Bei der Einführung von Data Science im Unternehmen soll vorab durch eine Strategie die Unterstützung der Geschäftsleitung gesichert und ein datenorientiertes Denken und Handeln verankert werden. Wichtig ist am Anfang der Aperitif: Etappenziele und kleinere Datenprojekte ermöglichen quick wins, die wiederum der Geschäftsleitung Erfolgserlebnisse aufzeigen und dabei helfen, Vertrauen zu gewinnen.

Der Hypothese folgt das Experiment: Messen und Vergleichen

Unbedingt zu beachten ist, den Ergebnissen nicht blind zu vertrauen sondern stets fundiert zu hinterfragen. Aus den Resultaten sollten anschliessend unbedingt messbare Aktionen definiert werden: Als aktuelles Beispiel bei ricardo.ch sind das, weitere Empfehlungen bei nicht gewonnen Bieteinsätzen oder allgemein eine optimierte Suchmaschinenfunktion, die zu mehr Klicks führen und so den Umsatz steigern kann.
Interessant ist auch die Vorgehensweise die Hr. Block empfiehlt und die den Erfolg der Data Science vergleichbar macht: das Experiment. In anderen Worten - die Annahmen, die aus der Datenanalyse gezogen werden, müssen in Aktionen ausprobiert werden. Wie verhalten sich nun meine Kunden nachdem die Suchmaschinenfunktion angepasst wurde? Eine vergleichende Messung kann dabei sehr hilfreich sein. Dabei wird ein Teil der Kundschaft weiterhin so bedient wie bisher und ein zweiter Teil verwendet die angepasste Version. Damit lässt sich leicht erkennen, ob Änderungen, die auf Data Science Ergebnissen beruhen, überhaupt eine Wirkung erzielen und wie hoch diese ausfallen.

Multidisziplinäre Teams

Der dritte Stützpfeiler bei einer sinnvollen Einführung von Data Science ist neben der Strategie und dem Business-Fokus das Team. Multidisziplinarität sowie Interesse für das Geschäft und Beständigkeit zählen zu den wichtigsten Charakteristika eines erfolgreichen Data Science Teams. Das sollte demzufolge nicht nur aus Technikern wie IT-Ingenieuren und Data Scientists bestehen, sondern unbedingt auch Menschen mit Branchen-Knowhow und/oder einem Background in Betriebsökonomie.
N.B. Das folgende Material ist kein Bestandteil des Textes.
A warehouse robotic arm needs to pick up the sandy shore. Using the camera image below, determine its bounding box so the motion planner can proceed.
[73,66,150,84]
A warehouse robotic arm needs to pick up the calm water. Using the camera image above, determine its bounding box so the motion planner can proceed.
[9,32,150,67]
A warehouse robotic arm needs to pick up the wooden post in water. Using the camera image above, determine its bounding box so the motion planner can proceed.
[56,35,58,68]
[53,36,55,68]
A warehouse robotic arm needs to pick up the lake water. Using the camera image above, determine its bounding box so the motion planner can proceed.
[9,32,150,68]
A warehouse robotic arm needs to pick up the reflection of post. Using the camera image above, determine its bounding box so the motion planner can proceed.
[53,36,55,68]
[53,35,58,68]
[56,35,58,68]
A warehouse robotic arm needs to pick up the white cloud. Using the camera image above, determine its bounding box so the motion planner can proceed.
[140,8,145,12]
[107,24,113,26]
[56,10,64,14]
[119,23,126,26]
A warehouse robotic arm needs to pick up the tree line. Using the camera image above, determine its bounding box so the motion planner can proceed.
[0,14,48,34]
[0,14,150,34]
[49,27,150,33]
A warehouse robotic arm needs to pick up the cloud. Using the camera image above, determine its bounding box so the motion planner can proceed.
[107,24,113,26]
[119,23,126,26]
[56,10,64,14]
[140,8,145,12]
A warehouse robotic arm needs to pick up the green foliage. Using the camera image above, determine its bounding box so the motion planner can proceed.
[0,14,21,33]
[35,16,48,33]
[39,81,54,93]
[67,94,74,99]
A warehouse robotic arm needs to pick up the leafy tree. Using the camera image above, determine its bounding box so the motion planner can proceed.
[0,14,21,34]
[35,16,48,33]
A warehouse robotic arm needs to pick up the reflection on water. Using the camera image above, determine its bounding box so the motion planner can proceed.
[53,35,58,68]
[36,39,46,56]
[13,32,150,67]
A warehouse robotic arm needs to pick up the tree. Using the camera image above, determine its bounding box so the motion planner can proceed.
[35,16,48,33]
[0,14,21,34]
Voraussetzung ist eine offene Denkweise

Soweit so gut – die Frage bleibt, ob Data Science ein Trend ist, mit dem sich auch die KMU ernsthaft auseinandersetzen oder erst einmal abwarten sollten. Herr Block sieht die Sache pragmatisch: ein Hype kommt und ein Hype geht. Was bleibt ist der Durst nach Know-How und die Analyse von Informationen, um diesen zu stillen.

Jedoch verfällt gerade ein KMU gerne der trügerischen Ansicht, dass es sein Business und seinen Markt kennt. Wie das Unternehmen selbst scheinen die beiden Aspekte entweder klein oder mittelgross und vor allem überschaubar zu sein. Gerade der Patron als Allrounder sollte sich von seiner Überzeugung lösen, auf alles eine Antwort zu haben und alles zu kennen, was oft nur Bauchgefühle sind, die sich bei weitem nicht immer bestätigen. Um der Data Science eine Chance geben zu können, müssen sich die Geschäftsleiter von dieser Einstellung trennen und den Mut haben, sich eventuell eines Besseren belehren zu lassen und damit zu neuen Einsichten bzw. neuen Potenzialen zu kommen.

Was sich für KMU ausserdem positiv bemerkbar macht ist die fast kostenlose und für jedermann zugängliche Verfügbarkeit gewisser Analysetools, die Skalierbarkeit durch Cloudlösungen und günstig verfügbarer Speicherplatz. Vor allem Open Source Software bietet KMU die Möglichkeit, viele Experimente in der Datenanalyse auf einfache Weise durchzuführen.